Grassland Plowed Up at Rates Not Seen In Nearly a Century

Native grassland across America’s Western Corn Belt–the Dakotas, Minnesota, Nebraska, and Iowa–is being plowed up to plant row crops at a rate unprecedented since the 1920s. Our latest report in the March/April issue of The American Prospect, “Plowed Under,” by reporter Jocelyn Zuckerman, explores the causes of this dramatic expansion of row crops and its longterm impact on climate, wildlife, and the environment.

“While few seem to be aware of it, a massive shift is under way in the Western plains, with ramifications for the quality of our water and food, and, more fundamentally, the longterm viability of our farms,” Zuckerman writes, citing a study published in February 2013 in the Proceedings of the National Academy of Sciences, which found that between 2006 and 2011, 1.3 million acres of native grassland had been plowed in order to plant corn and soybeans.

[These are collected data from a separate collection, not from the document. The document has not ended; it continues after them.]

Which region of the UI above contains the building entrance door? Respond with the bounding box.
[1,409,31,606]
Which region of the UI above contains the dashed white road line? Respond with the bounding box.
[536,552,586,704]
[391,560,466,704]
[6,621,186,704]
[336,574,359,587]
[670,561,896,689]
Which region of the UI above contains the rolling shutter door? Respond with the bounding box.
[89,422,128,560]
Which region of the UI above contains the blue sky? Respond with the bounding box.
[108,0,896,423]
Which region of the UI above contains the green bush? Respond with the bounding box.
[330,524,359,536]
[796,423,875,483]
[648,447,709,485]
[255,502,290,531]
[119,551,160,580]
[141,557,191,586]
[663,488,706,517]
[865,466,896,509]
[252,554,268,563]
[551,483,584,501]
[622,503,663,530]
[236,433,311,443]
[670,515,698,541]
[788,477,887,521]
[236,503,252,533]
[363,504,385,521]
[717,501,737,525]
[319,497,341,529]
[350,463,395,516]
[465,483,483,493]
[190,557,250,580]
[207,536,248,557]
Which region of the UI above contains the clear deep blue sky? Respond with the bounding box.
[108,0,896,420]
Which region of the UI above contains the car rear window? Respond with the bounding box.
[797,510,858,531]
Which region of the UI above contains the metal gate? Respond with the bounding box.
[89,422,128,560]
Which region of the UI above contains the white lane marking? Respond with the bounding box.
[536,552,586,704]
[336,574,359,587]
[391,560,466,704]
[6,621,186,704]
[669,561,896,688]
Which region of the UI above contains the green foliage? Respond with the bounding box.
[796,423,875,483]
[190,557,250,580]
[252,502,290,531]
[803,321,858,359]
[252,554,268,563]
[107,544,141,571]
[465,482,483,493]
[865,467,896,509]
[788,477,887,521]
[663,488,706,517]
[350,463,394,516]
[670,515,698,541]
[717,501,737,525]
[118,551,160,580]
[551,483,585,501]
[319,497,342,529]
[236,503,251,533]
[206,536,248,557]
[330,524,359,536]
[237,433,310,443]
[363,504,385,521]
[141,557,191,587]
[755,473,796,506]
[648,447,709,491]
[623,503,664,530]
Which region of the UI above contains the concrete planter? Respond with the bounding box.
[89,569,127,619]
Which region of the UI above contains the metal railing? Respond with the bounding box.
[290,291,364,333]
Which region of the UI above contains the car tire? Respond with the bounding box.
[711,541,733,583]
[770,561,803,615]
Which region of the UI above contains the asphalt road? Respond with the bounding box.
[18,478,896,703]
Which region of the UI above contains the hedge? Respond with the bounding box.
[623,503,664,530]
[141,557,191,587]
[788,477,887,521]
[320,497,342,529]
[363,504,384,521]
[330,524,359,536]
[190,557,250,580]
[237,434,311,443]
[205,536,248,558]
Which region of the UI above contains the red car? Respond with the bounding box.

Relying on satellite data from the U.S. Department of Agriculture (USDA), researchers found that the rates of land-use change in the region—up to 5.4 percent annually—parallel the deforestations taking place in Brazil, Malaysia, and Indonesia, Zuckerman points out.

The prairie land being plowed is not easily replaceable, and provides crucial “ecosystems services” such as storing carbon, absorbing nutrient runoff (which would otherwise contribute to the Dead Zone in the Gulf of Mexico), and creating habitat for species like monarch butterflies and pheasants, both in decline. Without the diversity of plants prairies provide, bees and other pollinators could be severely affected, jeopardizing almonds and other fruit crops.

Government policies are mostly to blame for these expansions into marginal land, reports Zuckerman, who notes that much of the land in the Conservation Reserve Program, which paid farmers to retire certain marginal lands for 10 to 15 years, has not been renewed. She also points to the 2007 Renewable Fuel Standard, requiring oil companies to blend ethanol—made by fermenting and distilling corn—into the gasoline supply. The mandate has risen every year, and is now close to 14 billion gallons, increasing the demand for corn.

In addition, the federal crop insurance program enables farmers to be paid 85 percent of projected revenue if their crop fails or prices plunge. Mismanagement of such policies seems to be contributing to the expansion into marginal lands. “People clear and plant in areas where they realize the soil and water conditions are poor, because they know they’ll get payouts anyway,” Zuckerman reports.

She notes that this phenomenon has been studied by the Environmental Working Group, which released a report in July 2013 describing a correlation between counties where conversions are focused on fragile land and those receiving the highest crop-insurance payouts. Between 2008 and 2011, the group reported, the 71 counties that lost more than 5,000 acres of wetlands and wetland buffers received an average payout of $10.1 million—more than four times the $2.3 million average across the 3,109 counties studied.

“We have fashioned a farm policy that incentivizes putting more under the plow,” Adam Warthesen, federal policy organizer for the Land Stewardship Project, tells Zuckerman. “And [the new] farm bill doubles down on that.”